General synthesis of three-dimensional alkali metal vanadate aerogels with superior lithium storage properties

Abstract

Three-dimensional (3D) aerogel materials assembled from simplex nanostructures have many advantages in the energy field, but the synthesis of alkali metal vanadate aerogels remains challenging. Herein, we demonstrate a general method for the preparation of a series of 3D alkali metal vanadate aerogels, including NaV₃O₈, NaV₆O₁₅, and K_0.25V₂O₅. The aerogels with a large porous structure built from cross-linked ultra-long nanofibers can be prepared via the hydrothermal self-assembly route followed by a freeze-drying process.
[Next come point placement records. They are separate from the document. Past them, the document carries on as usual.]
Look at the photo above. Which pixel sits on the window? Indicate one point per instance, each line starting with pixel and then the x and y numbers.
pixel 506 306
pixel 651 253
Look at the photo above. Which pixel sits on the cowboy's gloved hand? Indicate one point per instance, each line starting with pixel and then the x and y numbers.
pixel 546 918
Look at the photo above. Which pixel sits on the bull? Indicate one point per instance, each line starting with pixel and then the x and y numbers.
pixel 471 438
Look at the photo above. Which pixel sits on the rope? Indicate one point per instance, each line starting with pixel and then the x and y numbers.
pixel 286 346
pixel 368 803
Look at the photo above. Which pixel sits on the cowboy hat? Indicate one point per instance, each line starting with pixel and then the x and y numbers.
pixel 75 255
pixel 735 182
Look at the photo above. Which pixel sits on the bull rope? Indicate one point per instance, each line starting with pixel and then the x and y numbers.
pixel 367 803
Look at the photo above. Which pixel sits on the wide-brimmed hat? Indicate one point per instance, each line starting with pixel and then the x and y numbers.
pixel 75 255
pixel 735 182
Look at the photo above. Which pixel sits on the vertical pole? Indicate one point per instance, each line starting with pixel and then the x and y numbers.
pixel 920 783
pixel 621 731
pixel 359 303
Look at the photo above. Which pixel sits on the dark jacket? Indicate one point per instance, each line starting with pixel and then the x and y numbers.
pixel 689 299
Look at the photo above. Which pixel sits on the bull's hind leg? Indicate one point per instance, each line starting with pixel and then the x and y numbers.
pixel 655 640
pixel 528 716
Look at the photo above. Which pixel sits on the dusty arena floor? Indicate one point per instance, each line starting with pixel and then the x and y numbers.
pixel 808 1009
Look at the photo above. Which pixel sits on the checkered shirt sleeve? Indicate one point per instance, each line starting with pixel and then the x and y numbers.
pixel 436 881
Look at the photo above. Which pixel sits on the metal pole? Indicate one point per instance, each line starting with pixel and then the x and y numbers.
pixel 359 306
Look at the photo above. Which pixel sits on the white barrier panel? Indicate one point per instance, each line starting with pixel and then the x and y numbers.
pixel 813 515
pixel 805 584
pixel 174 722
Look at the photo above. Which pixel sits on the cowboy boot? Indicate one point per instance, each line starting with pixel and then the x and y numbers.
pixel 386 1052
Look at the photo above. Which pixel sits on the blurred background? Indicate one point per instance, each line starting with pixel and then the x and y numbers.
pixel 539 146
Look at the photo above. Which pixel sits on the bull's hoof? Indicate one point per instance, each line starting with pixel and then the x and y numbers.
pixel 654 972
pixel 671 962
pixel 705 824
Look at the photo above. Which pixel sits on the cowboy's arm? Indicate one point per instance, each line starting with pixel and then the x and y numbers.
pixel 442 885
The resulting aerogels, e.g. NaV₃O₈, NaV₆O₁₅, and K_0.25V₂O₅, exhibit excellent Li⁺ storage properties in terms of high specific capacity, good rate capability, and outstanding cyclic stability as cathodes for lithium batteries. Importantly, the NaV₃O₈ aerogel demonstrates an excellent long-life cyclic performance of 600 cycles at 1000 mA g⁻¹ with no capacity fading. To account for the mechanisms that affect the electrochemical properties, a systematic study is conducted. The superior performances may be due to the superior mechanical stability, good reversibility of lithium insertion/de-insertion and excellent interior structural stability. It is believed that our strategy could probably be extended to prepare other metal vanadate aerogel materials with great promise for various applications.